Thursday 14th September 2017: pick up a book and read for an hour.
Find out more about the Australian Reading Hour here.
What is Australian Reading Hour?
Australian Reading Hour is where, on the 14th of September, you choose to read for one hour, any time, day or night. It’s encouraging people to read and be super-awesome in general.
What are some of the benefits of reading?
The biggest benefit of reading, to me, is how it makes you a more empathetic person. In our modern world it is extremely easy to judge people based on your perception of them – reading puts us in their shoes, and helps us understand that these people we disagree with are people too, and deserve respect, and care.
When and where is your favourite place to read?
My favourite place to read is in bed, before I fall asleep. I’ve developed this habit since I was a kid, and it’s way healthier to fall asleep after reading than after watching YouTube on your phone. The flickering of electronic devices stimulates the brain in a pretty bad way when you’re trying to get a good rest.
Where will you be reading on Thursday, 14 September?
I’ll be in the last week of the school term, so I think I might read at home, after the kids are in bed.
Why are Australian stories and Australian books important?
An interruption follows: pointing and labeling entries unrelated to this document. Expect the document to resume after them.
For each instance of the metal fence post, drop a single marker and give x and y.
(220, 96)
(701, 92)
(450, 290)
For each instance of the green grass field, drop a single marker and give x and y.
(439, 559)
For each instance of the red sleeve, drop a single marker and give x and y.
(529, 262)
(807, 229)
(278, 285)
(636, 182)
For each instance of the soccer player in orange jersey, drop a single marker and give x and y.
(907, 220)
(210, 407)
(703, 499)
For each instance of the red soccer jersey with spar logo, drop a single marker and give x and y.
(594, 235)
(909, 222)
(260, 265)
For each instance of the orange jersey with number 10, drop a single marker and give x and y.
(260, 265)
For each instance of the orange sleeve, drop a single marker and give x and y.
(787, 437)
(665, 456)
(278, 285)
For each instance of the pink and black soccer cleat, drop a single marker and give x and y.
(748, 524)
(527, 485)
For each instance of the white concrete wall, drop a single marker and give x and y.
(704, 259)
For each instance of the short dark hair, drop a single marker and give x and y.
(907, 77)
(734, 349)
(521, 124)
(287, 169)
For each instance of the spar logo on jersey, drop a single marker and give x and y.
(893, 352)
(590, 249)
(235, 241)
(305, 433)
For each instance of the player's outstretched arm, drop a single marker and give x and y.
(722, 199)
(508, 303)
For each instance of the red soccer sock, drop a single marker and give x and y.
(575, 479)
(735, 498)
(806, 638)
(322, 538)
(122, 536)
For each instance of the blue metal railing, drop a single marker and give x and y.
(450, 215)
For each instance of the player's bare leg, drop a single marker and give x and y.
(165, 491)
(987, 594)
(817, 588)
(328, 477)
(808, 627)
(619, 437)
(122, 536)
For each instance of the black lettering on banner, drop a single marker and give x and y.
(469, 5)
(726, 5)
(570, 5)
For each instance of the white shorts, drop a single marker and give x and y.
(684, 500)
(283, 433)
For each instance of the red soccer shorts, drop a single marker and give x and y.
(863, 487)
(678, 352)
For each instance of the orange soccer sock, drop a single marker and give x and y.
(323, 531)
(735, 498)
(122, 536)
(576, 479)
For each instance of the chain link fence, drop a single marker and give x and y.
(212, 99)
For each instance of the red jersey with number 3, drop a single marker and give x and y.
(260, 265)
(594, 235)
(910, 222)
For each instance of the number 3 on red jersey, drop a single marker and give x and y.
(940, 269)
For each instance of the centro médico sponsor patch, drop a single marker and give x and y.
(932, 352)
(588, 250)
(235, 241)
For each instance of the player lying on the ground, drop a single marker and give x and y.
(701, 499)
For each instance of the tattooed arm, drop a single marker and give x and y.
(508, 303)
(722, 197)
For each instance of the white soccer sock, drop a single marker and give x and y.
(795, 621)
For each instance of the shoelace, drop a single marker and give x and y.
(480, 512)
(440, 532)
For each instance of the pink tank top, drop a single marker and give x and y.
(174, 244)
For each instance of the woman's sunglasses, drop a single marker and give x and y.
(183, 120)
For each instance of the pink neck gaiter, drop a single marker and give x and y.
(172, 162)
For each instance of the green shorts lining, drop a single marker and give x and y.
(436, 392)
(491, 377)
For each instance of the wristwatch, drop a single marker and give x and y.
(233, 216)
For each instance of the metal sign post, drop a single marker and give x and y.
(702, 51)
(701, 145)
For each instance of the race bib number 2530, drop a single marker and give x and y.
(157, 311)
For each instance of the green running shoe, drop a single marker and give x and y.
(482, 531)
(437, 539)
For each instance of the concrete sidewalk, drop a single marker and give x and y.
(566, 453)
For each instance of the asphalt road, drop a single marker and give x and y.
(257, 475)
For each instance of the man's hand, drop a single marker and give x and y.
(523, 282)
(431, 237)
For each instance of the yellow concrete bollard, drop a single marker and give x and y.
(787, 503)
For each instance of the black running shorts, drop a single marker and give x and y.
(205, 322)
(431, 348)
They are vital. Books shape and reflect culture, and we’re still learning what ours is all about. There has been so much written about the Australian way of life – from a multitude of perspectives – that we’re slowly discovering who we are. I remember reading Wake in Fright and finding out about a side of Australia I never knew existed – same goes for any Paul Jennings story when I was a kid.
What is your favourite Australian book?
Honestly – probably The Narrow Road to the Deep North. That book is a work of stark beauty. I find it difficult to understand a person wrote it. It felt it was born naturally out of the dirt, like it has always been written, and Richard Flanagan just unearthed it.
What will you be reading on 14 September?
I’m preparing to do a few author talks coming up, so I’ll either be reading Parting Words by Cass Moriarty, or Bridget Crack by Rachel Leary.
Why are bookshops and shopping centres such important community hubs?
I think they breed thought and discussion by sheer dint of housing so many books. Some of the kindest people work in book stores, and some of the best people frequent them!
Ben Hobson’s first novel, To Become A Whale, is published by Allen & Unwin.